Best known for their dysfunctional-family comedy “Little Miss Sunshine,” Dayton and Faris skillfully delineate the personal issues that were riding on the match between “the lobber and the libber,” as Riggs and King were dubbed, introducing a possibly malign presence in the form of a judgmental Margaret Court (Jessica McNamee) and an outright villain in the form of pro-tour chief Jack Kramer (Bill Pullman). And they brilliantly lean in to the titular battle as a camp event, casting an ensemble of gifted comic actors in supporting turns that crackle with winking good fun: Alan Cumming, Chris Parnell and Fred Armisen are all on hand in small but crucial roles, but Sarah Silverman is particularly delicious as Gladys Heldman, the spiky, chain-smoking publicist for King’s newly established Women’s Tennis Association. Tricked out with sprightly period detail — down to the Robert Redford sideburns of King’s handsome husband (Austin Stowell) and the terrific 1970s soundtrack — “Battle of the Sexes” is a pleasure to watch, both as a nostalgia trip and collection of pop artifacts.

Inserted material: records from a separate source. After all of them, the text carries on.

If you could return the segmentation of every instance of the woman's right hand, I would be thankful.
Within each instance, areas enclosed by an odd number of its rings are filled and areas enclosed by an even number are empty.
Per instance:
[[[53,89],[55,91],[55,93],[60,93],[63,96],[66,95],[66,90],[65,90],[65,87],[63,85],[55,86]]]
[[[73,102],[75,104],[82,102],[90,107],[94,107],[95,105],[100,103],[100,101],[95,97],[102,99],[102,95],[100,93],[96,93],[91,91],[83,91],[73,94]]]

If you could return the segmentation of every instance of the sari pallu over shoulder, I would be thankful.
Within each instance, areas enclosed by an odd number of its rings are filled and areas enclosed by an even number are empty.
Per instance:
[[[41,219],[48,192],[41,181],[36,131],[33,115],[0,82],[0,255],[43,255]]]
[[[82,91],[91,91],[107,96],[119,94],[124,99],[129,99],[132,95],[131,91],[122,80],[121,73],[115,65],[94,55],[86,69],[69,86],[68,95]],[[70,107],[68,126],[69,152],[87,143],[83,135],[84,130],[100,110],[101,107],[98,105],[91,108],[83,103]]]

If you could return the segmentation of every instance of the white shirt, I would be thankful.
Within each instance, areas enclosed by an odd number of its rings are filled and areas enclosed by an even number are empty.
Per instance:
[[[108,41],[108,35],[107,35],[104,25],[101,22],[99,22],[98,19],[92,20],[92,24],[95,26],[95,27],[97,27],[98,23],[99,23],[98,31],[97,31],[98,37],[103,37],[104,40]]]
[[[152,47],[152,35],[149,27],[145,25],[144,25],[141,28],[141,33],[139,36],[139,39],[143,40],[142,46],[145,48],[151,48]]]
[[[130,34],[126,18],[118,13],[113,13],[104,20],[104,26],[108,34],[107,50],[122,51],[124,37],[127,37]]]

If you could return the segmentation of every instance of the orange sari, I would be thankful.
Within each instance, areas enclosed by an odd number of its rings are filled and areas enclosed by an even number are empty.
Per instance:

When the big night finally arrives, the actual tennis is a relative letdown. The filmmakers don’t address long-held rumors that Riggs threw the game to pay off gambling debts. But what’s most astonishing and memorable about the climactic sequence is the filmmakers’ use of actual footage of ABC’s Howard Cosell delivering a steady stream of patronizing remarks about King’s abilities and attractiveness. Riggs, however, is depicted less as a genuine sexist than as a bumbling ally, his outrageousness a matter of showmanship rather than animus.

Therein lies the touching subtext of “Battle of the Sexes,” which is almost remedial in its timeliness, given last year’s political grudge match. It gives audiences a glimpse of where we’ve been, how far we’ve come and, soberingly, how far we’ve yet to go.


Three stars. PG-13. Contains some sexual material and partial nudity. 121 minutes.